I came across an article in the February issue of Today’s Parent that caught my eye, as it was all about swaddling (“The Right Way To Swaddle” by Lisa Van De Geyn). When our girls were infants, we were all over the swaddle. With Frannie, my husband mastered the blanket burrito, and then with Maggie, we invested in a “Kiddopotamus SwaddleMe” (picture below) and never looked back.
We used it only for nighttime, and found, through our own bleary-eyed research, that our girls would calm immediately once they were swaddled, and stay asleep longer. It was actually nice for me because as early as Frannie’s first weeks of life, swaddling became a “daddy thing”. I kind of helped cement that status with one of those “You swaddle her so much better than I do. Can you please do it?” moves which guaranteed that I would rarely have to do the bedtime routine alone.
At the time, I never considered that there would be any adverse health affects from being swaddled for a few hours a day. I’m totally on board with the pediatrician quoted in the article who asserts that “Swaddling has been shown to increase ‘quiet sleep’ and sleep duration. It can help babies become accustomed to sleeping on their backs, which decreased the risk of SIDS.” (Babies should not be placed to sleep on their tummies, especially when swaddled, which I would think is obvious but you never know.)

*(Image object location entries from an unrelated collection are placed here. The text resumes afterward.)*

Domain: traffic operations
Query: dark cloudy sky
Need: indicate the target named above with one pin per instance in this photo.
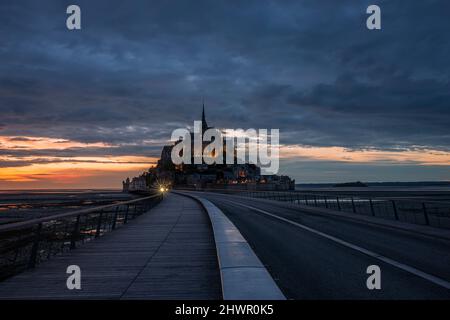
(351, 104)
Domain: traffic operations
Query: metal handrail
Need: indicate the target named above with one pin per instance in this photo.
(31, 222)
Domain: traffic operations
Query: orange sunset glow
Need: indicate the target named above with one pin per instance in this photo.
(37, 171)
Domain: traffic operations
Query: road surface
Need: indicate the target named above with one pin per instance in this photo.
(322, 257)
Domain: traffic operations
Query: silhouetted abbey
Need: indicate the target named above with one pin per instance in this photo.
(236, 176)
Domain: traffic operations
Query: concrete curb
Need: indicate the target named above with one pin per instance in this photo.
(428, 231)
(243, 275)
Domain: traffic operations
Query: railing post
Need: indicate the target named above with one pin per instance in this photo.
(35, 247)
(126, 214)
(75, 232)
(395, 209)
(99, 224)
(425, 214)
(115, 218)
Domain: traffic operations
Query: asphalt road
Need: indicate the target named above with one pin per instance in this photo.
(321, 257)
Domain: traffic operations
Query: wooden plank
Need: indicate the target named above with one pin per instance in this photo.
(167, 253)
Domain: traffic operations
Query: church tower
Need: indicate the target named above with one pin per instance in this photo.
(204, 123)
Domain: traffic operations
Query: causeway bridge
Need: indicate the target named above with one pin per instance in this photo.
(217, 245)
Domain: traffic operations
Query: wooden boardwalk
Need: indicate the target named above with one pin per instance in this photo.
(167, 253)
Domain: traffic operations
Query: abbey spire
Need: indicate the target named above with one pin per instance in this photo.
(204, 123)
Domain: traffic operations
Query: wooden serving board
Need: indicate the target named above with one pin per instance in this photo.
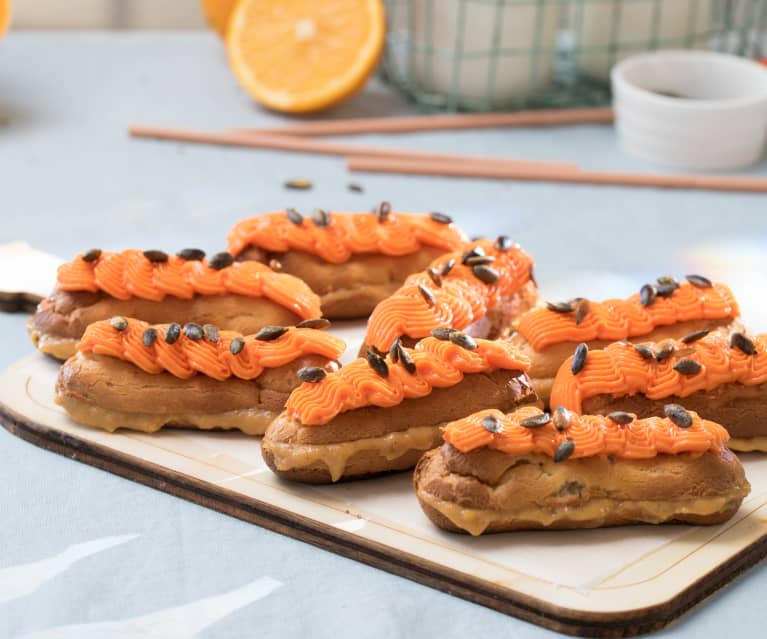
(608, 582)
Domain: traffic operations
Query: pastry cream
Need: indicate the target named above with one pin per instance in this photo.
(346, 234)
(186, 356)
(618, 319)
(591, 434)
(620, 370)
(252, 421)
(438, 364)
(592, 514)
(461, 300)
(130, 274)
(335, 457)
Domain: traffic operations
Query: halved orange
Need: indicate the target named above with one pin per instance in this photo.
(217, 14)
(304, 55)
(5, 16)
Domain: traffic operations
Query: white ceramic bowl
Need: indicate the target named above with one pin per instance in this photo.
(718, 122)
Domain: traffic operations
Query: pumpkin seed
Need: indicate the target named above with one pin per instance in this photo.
(172, 333)
(687, 367)
(564, 450)
(383, 210)
(678, 414)
(561, 418)
(221, 260)
(193, 331)
(442, 333)
(119, 323)
(742, 343)
(536, 421)
(581, 311)
(485, 274)
(699, 281)
(406, 360)
(492, 424)
(269, 333)
(503, 243)
(435, 277)
(463, 340)
(695, 336)
(441, 218)
(191, 255)
(427, 295)
(299, 184)
(621, 417)
(236, 345)
(92, 255)
(149, 337)
(579, 358)
(294, 216)
(647, 294)
(377, 363)
(560, 307)
(311, 374)
(447, 267)
(644, 351)
(321, 217)
(318, 322)
(156, 256)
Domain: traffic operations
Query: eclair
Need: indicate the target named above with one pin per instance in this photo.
(530, 470)
(479, 290)
(158, 287)
(722, 376)
(130, 374)
(668, 309)
(351, 260)
(379, 414)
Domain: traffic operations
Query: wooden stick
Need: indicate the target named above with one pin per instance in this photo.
(418, 123)
(514, 172)
(308, 145)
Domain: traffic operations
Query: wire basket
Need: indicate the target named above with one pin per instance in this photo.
(483, 55)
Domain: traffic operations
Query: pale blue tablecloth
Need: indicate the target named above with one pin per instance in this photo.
(70, 179)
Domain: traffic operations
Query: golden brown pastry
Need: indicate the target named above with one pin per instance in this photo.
(130, 374)
(351, 260)
(380, 414)
(531, 470)
(721, 376)
(166, 288)
(479, 290)
(667, 309)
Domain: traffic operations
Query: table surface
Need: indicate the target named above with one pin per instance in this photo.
(87, 554)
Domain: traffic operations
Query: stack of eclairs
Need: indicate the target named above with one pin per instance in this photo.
(514, 413)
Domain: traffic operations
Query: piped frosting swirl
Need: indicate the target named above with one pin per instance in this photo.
(211, 354)
(591, 435)
(341, 235)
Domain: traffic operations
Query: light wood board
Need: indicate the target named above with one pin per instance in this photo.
(608, 582)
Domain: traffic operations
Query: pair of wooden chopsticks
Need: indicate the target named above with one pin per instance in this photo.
(302, 138)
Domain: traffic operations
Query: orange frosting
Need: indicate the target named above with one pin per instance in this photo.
(620, 370)
(439, 364)
(186, 357)
(592, 435)
(620, 319)
(345, 235)
(130, 274)
(460, 301)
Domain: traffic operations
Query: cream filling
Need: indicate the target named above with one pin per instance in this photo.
(59, 347)
(336, 456)
(747, 444)
(475, 520)
(252, 421)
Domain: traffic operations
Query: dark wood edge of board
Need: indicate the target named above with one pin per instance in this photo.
(573, 622)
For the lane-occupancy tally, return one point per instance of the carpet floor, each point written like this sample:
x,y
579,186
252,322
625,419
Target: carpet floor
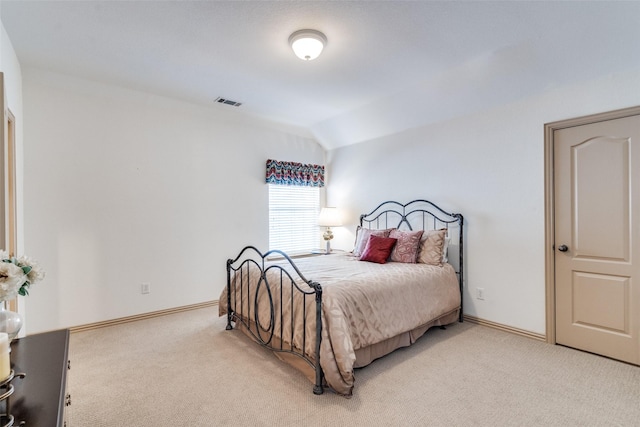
x,y
184,369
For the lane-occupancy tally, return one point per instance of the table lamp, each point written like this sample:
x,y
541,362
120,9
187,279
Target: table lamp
x,y
329,217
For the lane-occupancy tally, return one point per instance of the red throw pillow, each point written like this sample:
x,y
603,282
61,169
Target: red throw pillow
x,y
378,249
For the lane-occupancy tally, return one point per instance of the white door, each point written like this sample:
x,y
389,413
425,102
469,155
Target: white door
x,y
597,223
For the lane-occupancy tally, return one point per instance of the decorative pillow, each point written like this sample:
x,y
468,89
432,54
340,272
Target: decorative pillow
x,y
362,238
406,249
432,247
378,249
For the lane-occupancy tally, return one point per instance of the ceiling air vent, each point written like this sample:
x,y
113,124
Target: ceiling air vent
x,y
228,102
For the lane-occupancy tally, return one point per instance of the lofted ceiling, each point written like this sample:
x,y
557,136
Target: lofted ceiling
x,y
388,65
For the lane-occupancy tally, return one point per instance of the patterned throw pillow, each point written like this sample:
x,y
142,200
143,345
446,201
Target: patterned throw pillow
x,y
432,247
406,250
378,249
362,238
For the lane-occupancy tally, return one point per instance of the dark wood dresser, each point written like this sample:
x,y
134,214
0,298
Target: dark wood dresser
x,y
39,398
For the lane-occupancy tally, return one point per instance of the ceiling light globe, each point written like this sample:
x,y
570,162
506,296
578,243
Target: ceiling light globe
x,y
307,44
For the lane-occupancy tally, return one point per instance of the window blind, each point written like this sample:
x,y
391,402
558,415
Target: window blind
x,y
293,218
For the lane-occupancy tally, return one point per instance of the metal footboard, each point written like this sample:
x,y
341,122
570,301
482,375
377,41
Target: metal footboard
x,y
256,287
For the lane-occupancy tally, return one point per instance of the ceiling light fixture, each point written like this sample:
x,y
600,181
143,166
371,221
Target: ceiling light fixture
x,y
307,44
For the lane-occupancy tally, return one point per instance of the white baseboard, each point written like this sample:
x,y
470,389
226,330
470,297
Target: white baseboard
x,y
142,316
505,328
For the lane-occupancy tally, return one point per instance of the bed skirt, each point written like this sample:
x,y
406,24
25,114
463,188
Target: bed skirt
x,y
366,355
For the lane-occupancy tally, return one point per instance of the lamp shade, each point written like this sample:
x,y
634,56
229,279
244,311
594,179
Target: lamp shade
x,y
307,44
330,217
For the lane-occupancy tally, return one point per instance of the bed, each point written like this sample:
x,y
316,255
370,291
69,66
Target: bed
x,y
328,315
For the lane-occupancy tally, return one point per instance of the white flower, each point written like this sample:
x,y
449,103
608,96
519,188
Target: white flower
x,y
11,279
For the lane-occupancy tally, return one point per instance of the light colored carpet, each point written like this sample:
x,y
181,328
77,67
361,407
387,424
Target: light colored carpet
x,y
185,370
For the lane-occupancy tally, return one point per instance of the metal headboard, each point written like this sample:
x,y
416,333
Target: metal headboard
x,y
422,215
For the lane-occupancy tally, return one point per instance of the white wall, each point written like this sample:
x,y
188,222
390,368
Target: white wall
x,y
123,187
10,67
488,166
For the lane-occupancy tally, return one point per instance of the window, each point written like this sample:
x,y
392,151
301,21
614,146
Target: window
x,y
293,218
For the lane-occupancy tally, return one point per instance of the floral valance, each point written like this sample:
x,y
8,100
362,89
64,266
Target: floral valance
x,y
292,173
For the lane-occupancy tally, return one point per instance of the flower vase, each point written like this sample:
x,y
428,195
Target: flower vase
x,y
10,322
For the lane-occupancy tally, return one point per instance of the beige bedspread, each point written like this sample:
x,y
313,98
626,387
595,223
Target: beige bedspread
x,y
362,304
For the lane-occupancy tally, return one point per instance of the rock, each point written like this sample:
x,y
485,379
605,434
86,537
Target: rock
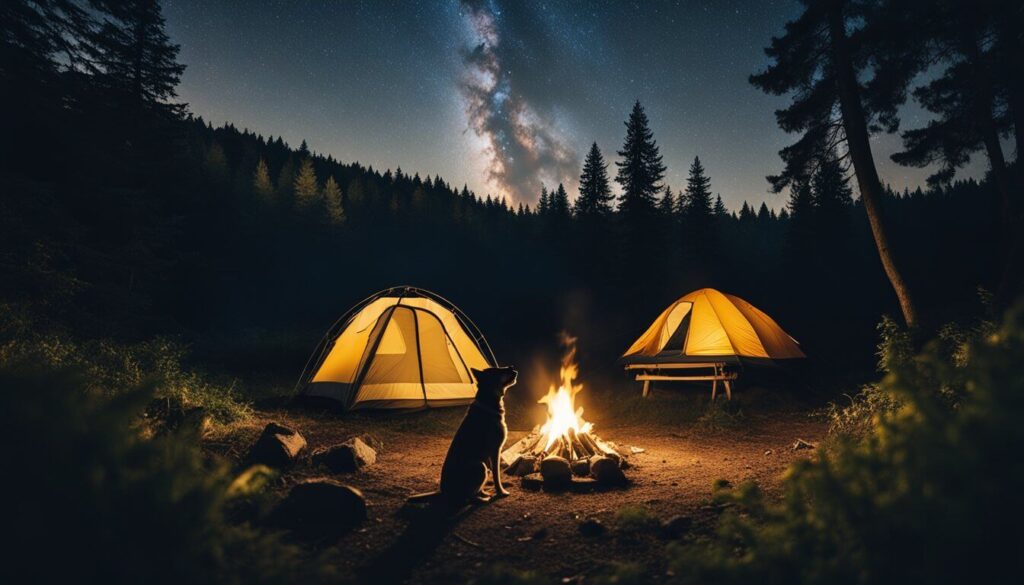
x,y
374,443
556,471
534,482
347,457
676,527
592,528
523,465
584,485
606,470
801,444
321,507
276,447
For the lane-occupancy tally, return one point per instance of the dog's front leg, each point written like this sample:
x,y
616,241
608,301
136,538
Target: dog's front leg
x,y
496,470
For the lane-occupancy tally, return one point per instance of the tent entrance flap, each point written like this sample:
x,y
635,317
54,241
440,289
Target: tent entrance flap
x,y
400,348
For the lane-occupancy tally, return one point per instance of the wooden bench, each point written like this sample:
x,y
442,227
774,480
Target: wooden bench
x,y
664,372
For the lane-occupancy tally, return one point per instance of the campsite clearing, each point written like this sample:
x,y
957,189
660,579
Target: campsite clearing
x,y
538,531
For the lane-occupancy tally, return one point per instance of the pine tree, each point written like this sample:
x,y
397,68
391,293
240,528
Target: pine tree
x,y
830,187
332,202
595,192
720,210
800,236
261,182
215,165
641,169
747,213
305,187
821,61
667,206
286,178
134,55
698,204
544,204
559,203
356,194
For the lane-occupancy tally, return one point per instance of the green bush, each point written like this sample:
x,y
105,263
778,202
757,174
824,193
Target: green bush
x,y
91,500
109,369
928,496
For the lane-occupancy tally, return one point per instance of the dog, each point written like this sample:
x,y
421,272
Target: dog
x,y
477,444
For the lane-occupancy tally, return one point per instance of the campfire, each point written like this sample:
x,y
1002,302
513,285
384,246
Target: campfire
x,y
564,447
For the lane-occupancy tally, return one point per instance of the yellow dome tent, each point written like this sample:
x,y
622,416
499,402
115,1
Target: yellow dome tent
x,y
711,329
402,347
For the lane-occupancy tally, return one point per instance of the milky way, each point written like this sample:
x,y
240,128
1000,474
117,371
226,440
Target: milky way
x,y
523,149
502,95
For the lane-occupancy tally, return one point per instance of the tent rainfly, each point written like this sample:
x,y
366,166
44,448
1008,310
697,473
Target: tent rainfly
x,y
400,348
710,326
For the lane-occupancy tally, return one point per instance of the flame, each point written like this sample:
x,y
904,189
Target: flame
x,y
562,415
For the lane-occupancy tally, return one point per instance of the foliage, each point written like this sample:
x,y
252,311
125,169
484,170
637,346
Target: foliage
x,y
895,350
104,504
111,369
503,575
928,496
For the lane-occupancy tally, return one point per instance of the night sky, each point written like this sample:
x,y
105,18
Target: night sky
x,y
502,95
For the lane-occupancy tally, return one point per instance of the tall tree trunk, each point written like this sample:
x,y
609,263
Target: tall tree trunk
x,y
859,147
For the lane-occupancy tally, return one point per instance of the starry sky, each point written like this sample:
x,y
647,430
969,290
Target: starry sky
x,y
502,95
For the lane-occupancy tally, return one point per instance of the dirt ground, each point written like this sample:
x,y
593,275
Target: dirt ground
x,y
536,531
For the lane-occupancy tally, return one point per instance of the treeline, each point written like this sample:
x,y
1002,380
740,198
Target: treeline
x,y
125,216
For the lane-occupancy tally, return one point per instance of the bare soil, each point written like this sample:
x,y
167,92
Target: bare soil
x,y
532,531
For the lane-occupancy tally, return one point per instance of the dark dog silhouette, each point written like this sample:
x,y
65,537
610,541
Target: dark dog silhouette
x,y
477,444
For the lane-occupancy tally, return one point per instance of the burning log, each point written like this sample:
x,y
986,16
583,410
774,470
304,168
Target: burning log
x,y
564,436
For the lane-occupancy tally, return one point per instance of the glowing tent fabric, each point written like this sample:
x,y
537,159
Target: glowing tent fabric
x,y
709,324
402,347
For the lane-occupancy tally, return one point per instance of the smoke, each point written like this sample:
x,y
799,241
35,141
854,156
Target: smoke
x,y
524,149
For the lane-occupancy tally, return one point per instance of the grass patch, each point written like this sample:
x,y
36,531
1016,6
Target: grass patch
x,y
124,506
110,369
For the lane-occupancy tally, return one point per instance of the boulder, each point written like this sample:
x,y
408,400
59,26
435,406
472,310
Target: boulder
x,y
676,527
374,443
556,471
606,470
276,447
532,483
321,507
347,457
581,467
523,465
592,527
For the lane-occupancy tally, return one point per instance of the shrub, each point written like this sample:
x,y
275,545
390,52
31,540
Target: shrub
x,y
93,501
929,496
108,368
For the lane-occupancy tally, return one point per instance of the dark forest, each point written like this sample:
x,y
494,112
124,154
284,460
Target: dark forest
x,y
154,266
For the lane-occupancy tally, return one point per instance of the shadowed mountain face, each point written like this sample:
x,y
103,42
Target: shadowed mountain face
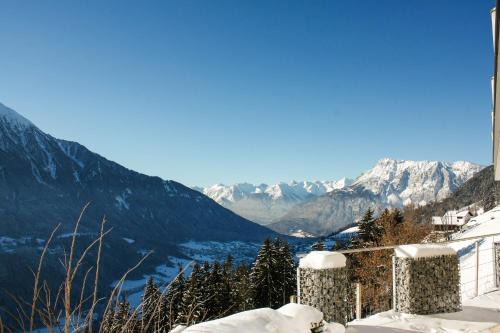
x,y
45,181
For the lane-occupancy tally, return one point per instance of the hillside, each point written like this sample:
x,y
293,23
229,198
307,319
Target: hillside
x,y
46,181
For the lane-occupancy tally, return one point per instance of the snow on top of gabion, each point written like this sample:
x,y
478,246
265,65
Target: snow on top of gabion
x,y
291,318
423,250
322,260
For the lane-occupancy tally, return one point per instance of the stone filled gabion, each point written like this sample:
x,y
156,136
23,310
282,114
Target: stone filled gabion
x,y
497,263
427,285
326,290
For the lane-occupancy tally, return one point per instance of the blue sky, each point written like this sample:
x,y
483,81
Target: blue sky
x,y
260,91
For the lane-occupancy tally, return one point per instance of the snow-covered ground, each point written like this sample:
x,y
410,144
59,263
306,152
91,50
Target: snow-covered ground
x,y
481,314
485,224
291,318
198,252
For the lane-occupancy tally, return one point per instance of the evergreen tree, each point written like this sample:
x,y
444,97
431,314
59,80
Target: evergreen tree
x,y
123,318
286,272
215,305
108,321
242,290
398,216
170,302
336,246
263,277
369,231
226,294
192,306
318,246
150,301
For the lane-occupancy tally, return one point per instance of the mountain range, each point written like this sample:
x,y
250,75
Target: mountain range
x,y
322,207
46,181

In this article I learned that there are viewpoints opposing swaddling as well, as a pediatric physiotherapist was quoted as saying that “swaddling can be interpreted as a form of restraint” and that it comes with worries about chest pressure which can affect breathing, hip dysplasia, and overheating.
We never wrapped the girls so tightly that they could not turn their heads to the side if spitting up (another concern) but we certainly tried to tuck the arms in (so they wouldn’t fling them and startle themselves awake) which I guess wasn’t advisable either, because then they couldn’t put their hands in their mouths for self-soothing.
I am hardly one to argue when faced with hard research data or official health warnings, but at this point I would still highly recommend the swaddle for anyone who a) wants their child to stay asleep longer and b) is comfortable having their baby swaddled, which is obviously the most important point. If, as a parent, something doesn’t feel right to you, then don’t do it.
How about you? Were/are you a baby swaddler? Did you see benefits? Do these warnings change your thinking?